Division of Cardiovascular Imaging, Department of Radiology and Radiological Science, Medical University of South Carolina, Charleston, South Carolina.
Division of Cardiovascular Imaging, Department of Radiology and Radiological Science, Medical University of South Carolina, Charleston, South Carolina.
Acad Radiol. 2022 Feb;29 Suppl 2:S108-S117. doi: 10.1016/j.acra.2021.02.007. Epub 2021 Mar 10.
Research on implementation of artificial intelligence (AI) in radiology workflows and its impact on reports remains scarce. In this study, we aim to assess if an AI platform would perform better than clinical radiology reports in evaluating noncontrast chest computed tomography (CT) scans.
Consecutive patients who had undergone noncontrast chest CT were retrospectively identified. The radiology reports were reviewed in a binary fashion for reporting of pulmonary lesions, pulmonary emphysema, aortic dilatation, coronary artery calcifications (CAC), and vertebral compression fractures (VCF). CT scans were then processed using an AI platform. The reports' findings and the AI results were subsequently compared to a consensus read by two board-certificated radiologists as reference.
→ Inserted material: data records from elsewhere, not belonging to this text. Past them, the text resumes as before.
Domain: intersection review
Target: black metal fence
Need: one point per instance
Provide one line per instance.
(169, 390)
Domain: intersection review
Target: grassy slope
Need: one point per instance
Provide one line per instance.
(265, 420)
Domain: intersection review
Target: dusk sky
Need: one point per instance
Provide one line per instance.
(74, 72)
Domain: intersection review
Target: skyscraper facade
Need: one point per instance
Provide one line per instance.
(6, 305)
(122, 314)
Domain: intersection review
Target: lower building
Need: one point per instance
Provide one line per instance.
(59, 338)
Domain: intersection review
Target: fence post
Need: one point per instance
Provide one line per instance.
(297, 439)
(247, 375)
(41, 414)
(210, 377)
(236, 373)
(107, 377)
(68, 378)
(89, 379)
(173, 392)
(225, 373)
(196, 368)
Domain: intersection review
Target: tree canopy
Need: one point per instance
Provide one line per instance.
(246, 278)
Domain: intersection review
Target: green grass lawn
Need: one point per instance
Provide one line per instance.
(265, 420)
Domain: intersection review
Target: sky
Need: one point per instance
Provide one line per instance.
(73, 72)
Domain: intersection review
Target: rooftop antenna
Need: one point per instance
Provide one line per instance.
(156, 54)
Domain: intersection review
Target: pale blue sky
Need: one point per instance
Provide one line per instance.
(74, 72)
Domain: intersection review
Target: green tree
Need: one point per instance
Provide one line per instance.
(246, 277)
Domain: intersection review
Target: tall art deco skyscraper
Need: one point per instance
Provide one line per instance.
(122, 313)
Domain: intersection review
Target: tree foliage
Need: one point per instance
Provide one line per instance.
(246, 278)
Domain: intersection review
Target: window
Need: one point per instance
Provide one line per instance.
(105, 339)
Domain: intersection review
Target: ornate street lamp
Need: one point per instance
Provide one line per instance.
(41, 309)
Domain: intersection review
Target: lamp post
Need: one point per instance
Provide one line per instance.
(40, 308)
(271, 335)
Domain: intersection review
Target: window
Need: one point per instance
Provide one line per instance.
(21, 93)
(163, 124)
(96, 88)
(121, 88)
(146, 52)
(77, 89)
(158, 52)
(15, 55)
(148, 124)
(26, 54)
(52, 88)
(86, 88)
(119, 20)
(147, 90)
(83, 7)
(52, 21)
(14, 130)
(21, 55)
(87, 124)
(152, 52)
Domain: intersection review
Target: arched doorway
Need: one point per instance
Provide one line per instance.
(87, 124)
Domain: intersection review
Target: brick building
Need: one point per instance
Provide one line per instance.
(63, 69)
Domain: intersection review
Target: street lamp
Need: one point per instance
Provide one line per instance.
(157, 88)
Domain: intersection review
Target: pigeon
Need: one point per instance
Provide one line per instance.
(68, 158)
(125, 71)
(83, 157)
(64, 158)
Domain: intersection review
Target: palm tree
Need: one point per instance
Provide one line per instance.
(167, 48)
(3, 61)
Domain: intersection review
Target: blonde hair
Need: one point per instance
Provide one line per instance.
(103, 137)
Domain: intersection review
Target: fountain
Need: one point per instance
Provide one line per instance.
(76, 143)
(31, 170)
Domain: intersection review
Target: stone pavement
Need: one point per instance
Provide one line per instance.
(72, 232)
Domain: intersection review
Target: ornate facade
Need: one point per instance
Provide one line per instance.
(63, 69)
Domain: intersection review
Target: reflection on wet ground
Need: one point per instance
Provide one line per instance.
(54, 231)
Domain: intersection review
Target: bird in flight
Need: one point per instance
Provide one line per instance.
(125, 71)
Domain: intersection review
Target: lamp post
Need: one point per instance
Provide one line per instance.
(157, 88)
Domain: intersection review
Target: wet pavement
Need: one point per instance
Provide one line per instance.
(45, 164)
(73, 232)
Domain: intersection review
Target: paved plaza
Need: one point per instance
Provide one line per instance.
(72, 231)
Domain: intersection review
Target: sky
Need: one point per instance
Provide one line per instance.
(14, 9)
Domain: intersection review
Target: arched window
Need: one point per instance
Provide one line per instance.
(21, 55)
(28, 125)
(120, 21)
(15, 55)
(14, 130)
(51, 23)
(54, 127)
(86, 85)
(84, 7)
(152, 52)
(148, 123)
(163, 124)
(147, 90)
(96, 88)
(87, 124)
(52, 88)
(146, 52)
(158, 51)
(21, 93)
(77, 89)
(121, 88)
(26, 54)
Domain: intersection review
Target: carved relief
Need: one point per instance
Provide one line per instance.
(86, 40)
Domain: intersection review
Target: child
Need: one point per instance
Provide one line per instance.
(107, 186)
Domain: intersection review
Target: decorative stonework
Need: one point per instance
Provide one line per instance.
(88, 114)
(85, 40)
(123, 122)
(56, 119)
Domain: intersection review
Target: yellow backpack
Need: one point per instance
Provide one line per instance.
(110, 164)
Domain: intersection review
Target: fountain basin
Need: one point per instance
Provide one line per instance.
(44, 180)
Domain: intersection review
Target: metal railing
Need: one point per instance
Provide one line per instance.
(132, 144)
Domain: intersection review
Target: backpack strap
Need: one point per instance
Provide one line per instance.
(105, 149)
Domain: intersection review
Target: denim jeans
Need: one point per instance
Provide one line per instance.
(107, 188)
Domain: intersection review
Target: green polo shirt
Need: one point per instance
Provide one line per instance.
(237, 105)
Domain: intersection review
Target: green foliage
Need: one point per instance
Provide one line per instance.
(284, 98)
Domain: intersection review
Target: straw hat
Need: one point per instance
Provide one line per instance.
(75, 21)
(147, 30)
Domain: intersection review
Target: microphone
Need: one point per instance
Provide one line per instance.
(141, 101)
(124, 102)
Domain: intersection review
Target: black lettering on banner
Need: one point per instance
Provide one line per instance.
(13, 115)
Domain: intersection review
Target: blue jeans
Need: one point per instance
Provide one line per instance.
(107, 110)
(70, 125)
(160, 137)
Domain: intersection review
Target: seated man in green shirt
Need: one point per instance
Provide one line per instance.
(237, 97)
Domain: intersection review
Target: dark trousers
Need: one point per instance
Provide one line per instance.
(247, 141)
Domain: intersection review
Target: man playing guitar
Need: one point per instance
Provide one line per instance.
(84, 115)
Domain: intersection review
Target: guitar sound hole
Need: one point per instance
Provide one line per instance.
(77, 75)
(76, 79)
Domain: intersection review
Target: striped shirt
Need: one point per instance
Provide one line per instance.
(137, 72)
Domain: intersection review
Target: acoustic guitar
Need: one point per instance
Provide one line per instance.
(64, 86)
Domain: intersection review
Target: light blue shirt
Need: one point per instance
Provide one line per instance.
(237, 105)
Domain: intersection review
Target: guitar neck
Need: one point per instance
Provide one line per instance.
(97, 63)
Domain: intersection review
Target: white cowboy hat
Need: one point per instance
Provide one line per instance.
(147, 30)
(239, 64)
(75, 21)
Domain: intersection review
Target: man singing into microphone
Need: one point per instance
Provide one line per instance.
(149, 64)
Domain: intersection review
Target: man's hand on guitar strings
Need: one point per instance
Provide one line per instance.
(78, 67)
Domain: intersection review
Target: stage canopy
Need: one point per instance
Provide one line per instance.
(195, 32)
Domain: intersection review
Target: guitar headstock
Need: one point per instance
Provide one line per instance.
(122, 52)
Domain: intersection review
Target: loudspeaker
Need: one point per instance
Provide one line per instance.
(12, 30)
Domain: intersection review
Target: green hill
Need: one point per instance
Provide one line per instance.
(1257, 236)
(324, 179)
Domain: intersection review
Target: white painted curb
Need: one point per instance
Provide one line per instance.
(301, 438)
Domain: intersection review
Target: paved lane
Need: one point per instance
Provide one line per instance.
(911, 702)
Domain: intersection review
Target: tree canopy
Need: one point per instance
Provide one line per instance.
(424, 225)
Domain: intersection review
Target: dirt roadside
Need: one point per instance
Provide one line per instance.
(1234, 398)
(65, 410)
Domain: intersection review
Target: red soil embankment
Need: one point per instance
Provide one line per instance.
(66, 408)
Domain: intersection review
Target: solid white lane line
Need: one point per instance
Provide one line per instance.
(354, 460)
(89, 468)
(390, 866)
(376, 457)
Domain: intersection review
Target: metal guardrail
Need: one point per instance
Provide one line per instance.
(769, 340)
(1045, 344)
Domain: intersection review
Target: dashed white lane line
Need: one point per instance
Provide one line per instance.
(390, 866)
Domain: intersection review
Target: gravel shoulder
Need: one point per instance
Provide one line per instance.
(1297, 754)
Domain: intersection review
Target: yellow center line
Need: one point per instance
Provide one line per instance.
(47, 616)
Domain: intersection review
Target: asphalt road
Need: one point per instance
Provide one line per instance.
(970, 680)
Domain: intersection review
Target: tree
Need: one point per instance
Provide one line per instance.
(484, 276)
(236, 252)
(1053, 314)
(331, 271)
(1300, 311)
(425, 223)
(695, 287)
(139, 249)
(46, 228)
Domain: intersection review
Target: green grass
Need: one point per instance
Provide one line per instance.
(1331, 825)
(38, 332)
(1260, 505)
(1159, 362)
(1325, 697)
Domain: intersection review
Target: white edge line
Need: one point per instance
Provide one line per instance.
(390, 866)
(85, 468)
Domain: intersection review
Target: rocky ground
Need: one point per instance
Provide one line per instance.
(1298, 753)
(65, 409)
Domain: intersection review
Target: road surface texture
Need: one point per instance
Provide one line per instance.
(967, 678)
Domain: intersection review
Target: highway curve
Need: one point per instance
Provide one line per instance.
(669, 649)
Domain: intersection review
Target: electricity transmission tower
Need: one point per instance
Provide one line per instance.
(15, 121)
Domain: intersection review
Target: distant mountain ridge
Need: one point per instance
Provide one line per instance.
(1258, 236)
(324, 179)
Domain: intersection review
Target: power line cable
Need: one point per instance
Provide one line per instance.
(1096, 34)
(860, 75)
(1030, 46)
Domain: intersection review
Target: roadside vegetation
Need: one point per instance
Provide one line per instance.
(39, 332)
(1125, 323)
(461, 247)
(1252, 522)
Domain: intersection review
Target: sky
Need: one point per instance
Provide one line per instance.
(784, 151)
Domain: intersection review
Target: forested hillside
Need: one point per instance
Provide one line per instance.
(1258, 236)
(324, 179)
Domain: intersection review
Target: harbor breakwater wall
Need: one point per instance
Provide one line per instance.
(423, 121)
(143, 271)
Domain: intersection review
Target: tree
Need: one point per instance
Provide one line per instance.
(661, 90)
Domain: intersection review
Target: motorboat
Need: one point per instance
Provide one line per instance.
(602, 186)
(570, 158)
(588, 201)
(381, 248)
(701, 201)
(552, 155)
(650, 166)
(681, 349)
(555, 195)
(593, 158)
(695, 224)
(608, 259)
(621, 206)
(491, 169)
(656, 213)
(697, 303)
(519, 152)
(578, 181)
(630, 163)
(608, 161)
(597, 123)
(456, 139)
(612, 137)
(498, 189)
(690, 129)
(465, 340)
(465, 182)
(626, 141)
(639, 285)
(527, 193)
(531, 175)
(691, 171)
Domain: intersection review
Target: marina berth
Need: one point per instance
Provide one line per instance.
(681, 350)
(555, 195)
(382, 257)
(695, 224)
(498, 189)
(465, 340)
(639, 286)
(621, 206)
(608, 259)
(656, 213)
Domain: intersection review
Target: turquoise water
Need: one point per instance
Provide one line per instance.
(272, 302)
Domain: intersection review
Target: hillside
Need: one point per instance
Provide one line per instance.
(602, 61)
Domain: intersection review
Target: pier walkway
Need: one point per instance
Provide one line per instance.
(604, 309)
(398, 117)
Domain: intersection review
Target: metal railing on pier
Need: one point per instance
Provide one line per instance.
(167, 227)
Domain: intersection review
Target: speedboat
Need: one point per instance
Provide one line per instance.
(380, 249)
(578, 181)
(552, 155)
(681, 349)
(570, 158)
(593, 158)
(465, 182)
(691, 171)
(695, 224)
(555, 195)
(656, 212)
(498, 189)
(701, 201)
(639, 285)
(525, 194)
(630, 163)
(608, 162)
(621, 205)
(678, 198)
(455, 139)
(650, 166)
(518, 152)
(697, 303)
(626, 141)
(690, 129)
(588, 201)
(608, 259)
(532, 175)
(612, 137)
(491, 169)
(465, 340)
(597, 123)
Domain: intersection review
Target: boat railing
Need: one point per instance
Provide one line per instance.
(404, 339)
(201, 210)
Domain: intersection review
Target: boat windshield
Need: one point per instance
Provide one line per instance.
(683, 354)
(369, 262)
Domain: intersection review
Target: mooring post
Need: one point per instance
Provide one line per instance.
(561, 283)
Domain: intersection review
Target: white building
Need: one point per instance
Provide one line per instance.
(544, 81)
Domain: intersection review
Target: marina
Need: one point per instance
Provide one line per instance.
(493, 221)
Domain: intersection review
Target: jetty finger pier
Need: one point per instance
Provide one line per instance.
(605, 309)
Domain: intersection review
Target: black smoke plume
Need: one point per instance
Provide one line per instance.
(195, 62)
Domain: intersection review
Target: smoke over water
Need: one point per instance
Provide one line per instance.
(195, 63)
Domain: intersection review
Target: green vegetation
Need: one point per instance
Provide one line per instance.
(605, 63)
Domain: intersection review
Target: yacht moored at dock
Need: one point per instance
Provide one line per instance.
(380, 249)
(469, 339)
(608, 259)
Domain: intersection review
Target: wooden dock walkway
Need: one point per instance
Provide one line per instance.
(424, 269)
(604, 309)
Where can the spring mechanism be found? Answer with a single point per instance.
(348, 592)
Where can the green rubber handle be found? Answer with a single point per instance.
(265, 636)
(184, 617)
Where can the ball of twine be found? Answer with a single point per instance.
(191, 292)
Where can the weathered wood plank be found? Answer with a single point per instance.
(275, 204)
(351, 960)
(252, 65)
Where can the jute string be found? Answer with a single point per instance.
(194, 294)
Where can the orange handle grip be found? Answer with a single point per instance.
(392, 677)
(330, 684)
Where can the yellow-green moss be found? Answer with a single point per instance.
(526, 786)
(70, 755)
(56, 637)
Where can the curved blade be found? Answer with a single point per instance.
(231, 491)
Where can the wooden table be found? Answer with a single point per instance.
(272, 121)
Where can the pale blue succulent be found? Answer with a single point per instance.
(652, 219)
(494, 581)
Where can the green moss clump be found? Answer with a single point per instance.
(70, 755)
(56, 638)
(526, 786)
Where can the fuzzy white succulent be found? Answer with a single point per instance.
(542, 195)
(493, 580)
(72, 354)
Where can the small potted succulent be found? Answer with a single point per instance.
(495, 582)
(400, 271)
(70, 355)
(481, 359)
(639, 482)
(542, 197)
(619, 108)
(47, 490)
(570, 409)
A total of 100 patients (mean age: 64.2 ± 14.8 years; 57% males) were included in this study. Aortic segmentation and calcium quantification failed to be processed by AI in 2 and 3 cases, respectively. AI showed superior diagnostic performance in identifying aortic dilatation (AI: sensitivity: 96.3%, specificity: 81.4%, AUC: 0.89) vs (Reports: sensitivity: 25.9%, specificity: 100%, AUC: 0.63), p <0.001; and CAC (AI: sensitivity: 89.8%, specificity: 100, AUC: 0.95) vs (Reports: sensitivity: 75.4%, specificity: 94.9%, AUC: 0.85), p = 0.005. Reports had better performance than AI in identifying pulmonary lesions (Reports: sensitivity: 97.6%, specificity: 100%, AUC: 0.99) vs (AI: sensitivity: 92.8%, specificity: 82.4%, AUC: 0.88), p = 0.024; and VCF (Reports: sensitivity:100%, specificity: 100%, AUC: 1.0) vs (AI: sensitivity: 100%, specificity: 63.7%, AUC: 0.82), p <0.001. A comparable diagnostic performance was noted in identifying pulmonary emphysema on AI (sensitivity: 80.6%, specificity: 66.7%. AUC: 0.74) and reports (sensitivity: 74.2%, specificity: 97.1%, AUC: 0.86), p = 0.064.
Our results demonstrate that incorporating AI support platforms into radiology workflows can provide significant added value to clinical radiology reporting.
关于人工智能(AI)在放射学工作流程中的实施及其对报告的影响的研究仍然很少。在这项研究中,我们旨在评估 AI 平台是否比临床放射学报告在评估非对比胸部 CT 扫描方面表现更好。
回顾性地确定了接受非对比胸部 CT 检查的连续患者。以二进制方式对放射学报告进行了评估,以评估肺病变、肺气肿、主动脉扩张、冠状动脉钙化(CAC)和椎体压缩性骨折(VCF)的报告情况。然后使用 AI 平台对 CT 扫描进行处理。报告的发现和 AI 结果随后与由两名认证放射科医生进行的共识阅读进行了比较作为参考。
本研究共纳入 100 例患者(平均年龄:64.2±14.8 岁;57%为男性)。AI 在 2 例和 3 例中分别未能成功处理主动脉分割和钙定量。AI 在识别主动脉扩张方面表现出优于报告的诊断性能(AI:敏感性:96.3%,特异性:81.4%,AUC:0.89)与(报告:敏感性:25.9%,特异性:100%,AUC:0.63),p<0.001;和 CAC(AI:敏感性:89.8%,特异性:100%,AUC:0.95)与(报告:敏感性:75.4%,特异性:94.9%,AUC:0.85),p=0.005。报告在识别肺病变方面的表现优于 AI(报告:敏感性:97.6%,特异性:100%,AUC:0.99)与(AI:敏感性:92.8%,特异性:82.4%,AUC:0.88),p=0.024;和 VCF(报告:敏感性:100%,特异性:100%,AUC:1.0)与(AI:敏感性:100%,特异性:63.7%,AUC:0.82),p<0.001。在识别肺气肿方面,AI(敏感性:80.6%,特异性:66.7%。AUC:0.74)和报告(敏感性:74.2%,特异性:97.1%,AUC:0.86)的诊断性能相当,p=0.064。
我们的结果表明,将 AI 支持平台纳入放射学工作流程可为临床放射学报告提供重要的附加价值。